Everyone has their own Personal Unconscious. The Collective Unconscious in contrast is universal. It cannot be built up like one's personal unconscious is; rather, it predates the individual. It is the repositary of all the religious, spiritual, and mythological symbols and experiences. Its primary structures - the deep structures of the psyche, in other words - Jung called "Archetypes"; a later-Hellenistic Platonic and Augustinian Christian term that referred to the spiritual forms which are the pre-existent prototypes of the things of the material world. Interpreting this idea psychologically, Jung stated that these archetypes were the conceptual matrixes or patterns behind all our religious and mythological concepts, and indeed, our thinking processes in general.

Actually, Jung's choice of the term "archetype" is in some senses misleading. For in the late Platonic tradition, the archetypes con-stitute a totally spiritual reality; the original perfect spiritual reality or realities which generates the imperfect physical realities; the "thoughts in the mind of God" of Stoicism and Platonic Christianity.

But Jung interprets his archetypes in a biological sense. He says (no doubt due to the Darwinian influence of his age) that they are "inherited", and that they "have existed since remotest times". Yet even "remotest times" can still be located temporally. Such times may have occured an enormously long time ago, but they are still temporal. Plato and his successors would never speak of the Ideas or Archetypes or Spiritual Prototypes coming into being in some primordial past; for they saw these as spiritual realities, and therefore eternal; beyond time altogether.

For Jung then, the Collective Unconscious is not, as many of his popularisers claim, a kind of "Universal Mind" or metaphysical reality, like the Platonic World of Forms, but rather an ultimately biological reality. The Spiritual concepts of Platonism are not seen as metaphysical, but biological, or rather, psycho-biological.

how to give a voice to the collective unconscious

No, really. How?
The voice of the collective unconscious = the media + the town + conventional mores + adaptation to realistic circumstances.
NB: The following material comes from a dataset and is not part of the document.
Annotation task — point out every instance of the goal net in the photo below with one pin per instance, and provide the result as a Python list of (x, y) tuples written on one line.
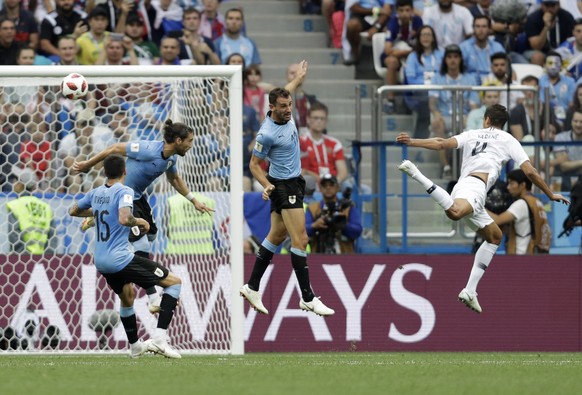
[(51, 297)]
How can the machine rage against itself?
How does the machine rage within itself?

How does everything go wrong when all you're trying to do is go right?

audience configuration

Maybe the stage is a thrust, with the audience on three sides. The "chorus" (a.k.a. "the town"), which is really an anarchist marching band/gospel choir with a lead vocalist who sounds like Janis Joplin, is BEHIND the audience. So all the stuff you hear comes from behind you.
But I don't want you to see them when you enter the audience. The audience needs to feel like they are part of the larger society, like they are the stars hung on the curtain of the night sky. They are simultaneously of the world but observing it.


Hmmmm, must stop visualizing conventional audience space.
When on Broadway, we will perform at Circle in the Square. Hot.